Charles Francis Richter was born on April 26, 1900, near Hamilton, Ohio. He graduated from the University of Southern California and then enrolled in graduate school at the California Institute of Technology, where he studied theoretical physics. Richter received his doctorate in 1928. During this same year, the Seismological Laboratory of the Carnegie Institution in Washington hired him.

In 1935, while at the Seismological Laboratory, Richter worked with Beno Gutenberg to develop a rating scale for earthquakes. The scale has become known as the Richter Scale.

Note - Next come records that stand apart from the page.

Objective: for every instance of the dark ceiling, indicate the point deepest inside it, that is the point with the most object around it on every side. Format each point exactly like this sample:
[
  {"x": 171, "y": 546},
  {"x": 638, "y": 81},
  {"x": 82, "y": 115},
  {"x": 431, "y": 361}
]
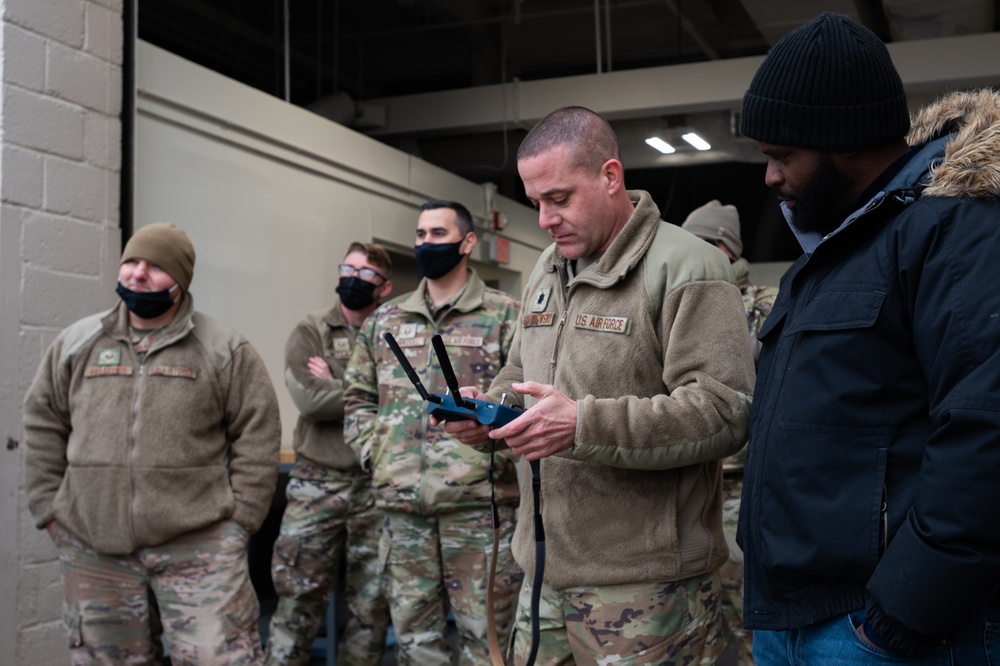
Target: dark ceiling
[{"x": 364, "y": 50}]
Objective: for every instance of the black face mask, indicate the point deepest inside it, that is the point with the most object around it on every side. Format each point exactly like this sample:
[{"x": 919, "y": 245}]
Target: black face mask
[
  {"x": 146, "y": 304},
  {"x": 355, "y": 293},
  {"x": 435, "y": 259}
]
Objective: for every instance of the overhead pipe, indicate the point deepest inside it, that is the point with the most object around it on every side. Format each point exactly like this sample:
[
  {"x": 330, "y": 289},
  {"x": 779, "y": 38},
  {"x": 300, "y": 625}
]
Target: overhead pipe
[
  {"x": 597, "y": 33},
  {"x": 607, "y": 30},
  {"x": 288, "y": 55},
  {"x": 692, "y": 30}
]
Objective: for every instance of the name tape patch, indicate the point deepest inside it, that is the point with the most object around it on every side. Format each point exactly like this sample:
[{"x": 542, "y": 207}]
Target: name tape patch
[
  {"x": 463, "y": 340},
  {"x": 172, "y": 371},
  {"x": 604, "y": 324},
  {"x": 108, "y": 370}
]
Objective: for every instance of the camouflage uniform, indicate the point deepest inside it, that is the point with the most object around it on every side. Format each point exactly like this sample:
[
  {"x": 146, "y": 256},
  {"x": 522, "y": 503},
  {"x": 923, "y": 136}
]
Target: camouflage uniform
[
  {"x": 624, "y": 624},
  {"x": 206, "y": 602},
  {"x": 330, "y": 512},
  {"x": 155, "y": 455},
  {"x": 434, "y": 490},
  {"x": 757, "y": 301}
]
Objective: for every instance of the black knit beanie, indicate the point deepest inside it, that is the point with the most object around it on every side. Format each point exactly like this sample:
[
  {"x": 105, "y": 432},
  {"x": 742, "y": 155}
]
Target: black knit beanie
[{"x": 827, "y": 85}]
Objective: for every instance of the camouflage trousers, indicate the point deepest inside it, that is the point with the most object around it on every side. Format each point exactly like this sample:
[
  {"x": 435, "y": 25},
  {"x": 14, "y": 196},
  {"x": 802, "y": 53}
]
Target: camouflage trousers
[
  {"x": 731, "y": 572},
  {"x": 330, "y": 515},
  {"x": 433, "y": 563},
  {"x": 638, "y": 624},
  {"x": 200, "y": 582}
]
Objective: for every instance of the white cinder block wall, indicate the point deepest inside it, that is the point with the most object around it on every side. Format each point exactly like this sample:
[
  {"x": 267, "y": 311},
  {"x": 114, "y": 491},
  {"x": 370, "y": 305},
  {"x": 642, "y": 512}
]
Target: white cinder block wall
[{"x": 61, "y": 64}]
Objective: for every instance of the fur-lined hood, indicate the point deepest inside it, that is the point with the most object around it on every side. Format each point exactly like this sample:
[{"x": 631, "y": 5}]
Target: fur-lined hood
[{"x": 971, "y": 165}]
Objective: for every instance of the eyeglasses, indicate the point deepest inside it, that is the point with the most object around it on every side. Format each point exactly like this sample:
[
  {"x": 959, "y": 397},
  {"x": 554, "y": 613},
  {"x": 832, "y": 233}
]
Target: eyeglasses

The scale had the following classifications for earthquakes and their severity:

  1. Felt by instruments only
  2. Felt by sensitive people and sensitive animals
  3. Felt by many people
  4. Felt by everyone; pictures fall off of walls
  5. Damage
  6. Destructive earthquake in populated areas
  7. Major earthquake causing serious destruction
  8. Total destruction of nearby communities
  9. An earthquake more than one 100 million times more powerful than category one

For decades, the Richter Scale proved to be the accepted measurement for earthquakes. In recent years, scientists have begun to use the Moment Magnitude Scale, which is much more precise than the Richter Scale.

In 1936, Richter returned to the California Institute of Technology as a professor. He remained in academia for the remainder of his professional career. He also was an avowed nudist. This practice led his wife to divorce Richter. Richter died on September 30, 1985.